Sneazzy (Mohamed Khemissa de son état civil) revient de loin. Et pour cause : son album « Super » sorti en 2015 fut un flop. « L’aboutissement de 5 années de travail acharnées » selon ses propres termes ne s’est vendu qu’à 1002 exemplaires.  La twittosphère se moque de lui, Sneazzy n’arrive pas à lancer sa carrière solo et n’existe que par 1995. Il est dans l’ombre d’un certain Nekfeu, faisant les back-up à ses concerts.

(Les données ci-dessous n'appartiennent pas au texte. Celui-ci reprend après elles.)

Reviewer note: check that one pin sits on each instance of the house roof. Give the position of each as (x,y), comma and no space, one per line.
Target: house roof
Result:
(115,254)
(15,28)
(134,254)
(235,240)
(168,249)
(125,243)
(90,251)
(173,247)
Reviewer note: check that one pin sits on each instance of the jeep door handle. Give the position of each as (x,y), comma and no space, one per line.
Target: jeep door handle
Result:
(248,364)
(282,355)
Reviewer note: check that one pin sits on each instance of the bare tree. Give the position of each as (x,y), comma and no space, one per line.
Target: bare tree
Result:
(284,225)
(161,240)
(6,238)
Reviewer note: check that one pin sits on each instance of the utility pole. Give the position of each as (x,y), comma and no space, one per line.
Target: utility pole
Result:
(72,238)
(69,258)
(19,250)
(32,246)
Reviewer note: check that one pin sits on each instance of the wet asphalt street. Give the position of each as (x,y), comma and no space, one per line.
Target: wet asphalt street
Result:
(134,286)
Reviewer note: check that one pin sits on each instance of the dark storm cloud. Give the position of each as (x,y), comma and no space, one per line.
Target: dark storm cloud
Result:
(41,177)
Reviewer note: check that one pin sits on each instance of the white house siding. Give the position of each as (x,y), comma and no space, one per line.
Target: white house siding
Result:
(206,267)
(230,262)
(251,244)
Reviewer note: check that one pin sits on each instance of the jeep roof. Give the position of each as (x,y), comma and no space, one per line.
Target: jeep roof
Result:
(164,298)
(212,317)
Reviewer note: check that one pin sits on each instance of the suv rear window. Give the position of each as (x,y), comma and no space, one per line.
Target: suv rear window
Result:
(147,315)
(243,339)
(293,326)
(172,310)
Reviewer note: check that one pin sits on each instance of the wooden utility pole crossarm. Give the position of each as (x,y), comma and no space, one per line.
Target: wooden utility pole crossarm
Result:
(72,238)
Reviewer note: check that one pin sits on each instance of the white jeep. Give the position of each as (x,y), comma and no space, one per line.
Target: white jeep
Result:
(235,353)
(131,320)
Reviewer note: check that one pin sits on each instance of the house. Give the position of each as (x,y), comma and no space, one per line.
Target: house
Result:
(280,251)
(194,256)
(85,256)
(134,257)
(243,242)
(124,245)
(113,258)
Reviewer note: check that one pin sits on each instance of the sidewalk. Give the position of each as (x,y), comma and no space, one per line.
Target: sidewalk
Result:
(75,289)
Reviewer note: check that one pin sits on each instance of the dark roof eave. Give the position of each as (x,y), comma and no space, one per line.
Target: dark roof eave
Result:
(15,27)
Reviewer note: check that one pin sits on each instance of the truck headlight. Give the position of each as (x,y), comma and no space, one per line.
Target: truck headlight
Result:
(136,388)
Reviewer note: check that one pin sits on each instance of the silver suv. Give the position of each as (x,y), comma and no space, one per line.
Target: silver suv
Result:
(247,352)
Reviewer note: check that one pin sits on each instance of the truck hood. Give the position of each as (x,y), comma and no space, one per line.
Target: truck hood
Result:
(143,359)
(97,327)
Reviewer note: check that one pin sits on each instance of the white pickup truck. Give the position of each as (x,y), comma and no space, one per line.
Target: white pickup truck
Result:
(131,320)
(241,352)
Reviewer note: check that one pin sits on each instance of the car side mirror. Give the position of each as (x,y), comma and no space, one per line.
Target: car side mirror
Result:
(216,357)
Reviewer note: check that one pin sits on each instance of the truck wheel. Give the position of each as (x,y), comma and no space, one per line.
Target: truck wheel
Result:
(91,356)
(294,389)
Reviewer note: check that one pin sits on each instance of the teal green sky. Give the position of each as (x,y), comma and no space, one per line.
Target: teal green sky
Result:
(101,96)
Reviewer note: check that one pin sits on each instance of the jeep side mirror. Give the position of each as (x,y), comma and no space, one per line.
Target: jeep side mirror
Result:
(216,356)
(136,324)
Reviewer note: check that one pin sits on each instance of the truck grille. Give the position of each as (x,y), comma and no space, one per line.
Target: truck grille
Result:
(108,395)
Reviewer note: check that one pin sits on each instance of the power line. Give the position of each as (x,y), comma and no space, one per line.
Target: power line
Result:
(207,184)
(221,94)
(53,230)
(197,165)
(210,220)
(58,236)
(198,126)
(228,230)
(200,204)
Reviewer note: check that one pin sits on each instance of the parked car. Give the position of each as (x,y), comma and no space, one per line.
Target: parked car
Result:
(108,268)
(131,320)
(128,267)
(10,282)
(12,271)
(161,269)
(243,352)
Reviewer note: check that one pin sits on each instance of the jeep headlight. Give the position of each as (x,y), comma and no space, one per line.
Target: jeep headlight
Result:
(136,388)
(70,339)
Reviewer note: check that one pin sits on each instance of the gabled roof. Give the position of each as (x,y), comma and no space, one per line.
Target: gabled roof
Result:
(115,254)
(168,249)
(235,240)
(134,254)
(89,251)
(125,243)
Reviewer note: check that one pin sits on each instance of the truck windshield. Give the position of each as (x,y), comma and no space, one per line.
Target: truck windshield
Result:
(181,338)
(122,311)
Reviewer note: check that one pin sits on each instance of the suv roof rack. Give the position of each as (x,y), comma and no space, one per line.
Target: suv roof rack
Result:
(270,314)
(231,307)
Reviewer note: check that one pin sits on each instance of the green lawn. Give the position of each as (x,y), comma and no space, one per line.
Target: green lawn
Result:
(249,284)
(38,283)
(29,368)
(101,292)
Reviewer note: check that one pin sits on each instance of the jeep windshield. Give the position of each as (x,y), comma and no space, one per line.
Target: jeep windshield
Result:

sneazzytmaxOn salue l’autodérision de Sneazzy qui profite d’un concert de Nekfeu pour vendre son scooter et ainsi compenser ses faibles ventes d’album

Mais force est de constater que Sneazzy est revenu en balle du futur. Tout d’abord avec son EP gratuit « Dieu Bénisse Super Sound » en octobre 2016. Dans « Skurt Cobain », il annonce clairement la couleur : « J’fais mon retour comme Zinédine en 2005 // Paris Saint-Germain j’suis dans la ville sainte ». Effectivement, il revient en force sur la scène parisienne et montre qu’1995 ce n’est pas seulement Alpha Wann et Nekfeu.

Avec Skurt Cobain, c’est la première fois que Nekfeu ne surclasse pas Sneazzy sur un feat
Egotrip, ambiance VHS et dégaine Hypebeast : t’as reconnu le Sneaz’

Sneazzy confirme son retour en forme le 10 mars avec un nouvel EP surprise : « Dieu Bénisse Super Sound II ». Les instrus sont à nouveau l’œuvre du talentueux Hugz Hefner. Toujours dans l’esprit egotrip et violent de DBSS, Sneazzy est en « putain de 3afia » (ndlr : « putain de forme ») dans DBSS II. Il en profite pour aborder des sujets d’actualité en pleine campagne présidentielle :  « L’Etat s’en bat les couilles d’Adama // Tant qu’ils ont du champagne et du calamar // Tant qu’ils ont des comptes en banque au Panama » (3afia). Encore un EP franchement réussi qui laisse présager du bon pour le futur.

Que Dieu bénisse Sneazzy West. En tout cas on te le souhaite.

« On recommence à me sucer » : Sneazzy est conscient de son retour en grâce et le fait comprendre en métaphore
« Message au feu-ke qui a violé Théo : va niquer ta mère sans transition » : nous sommes d’accords.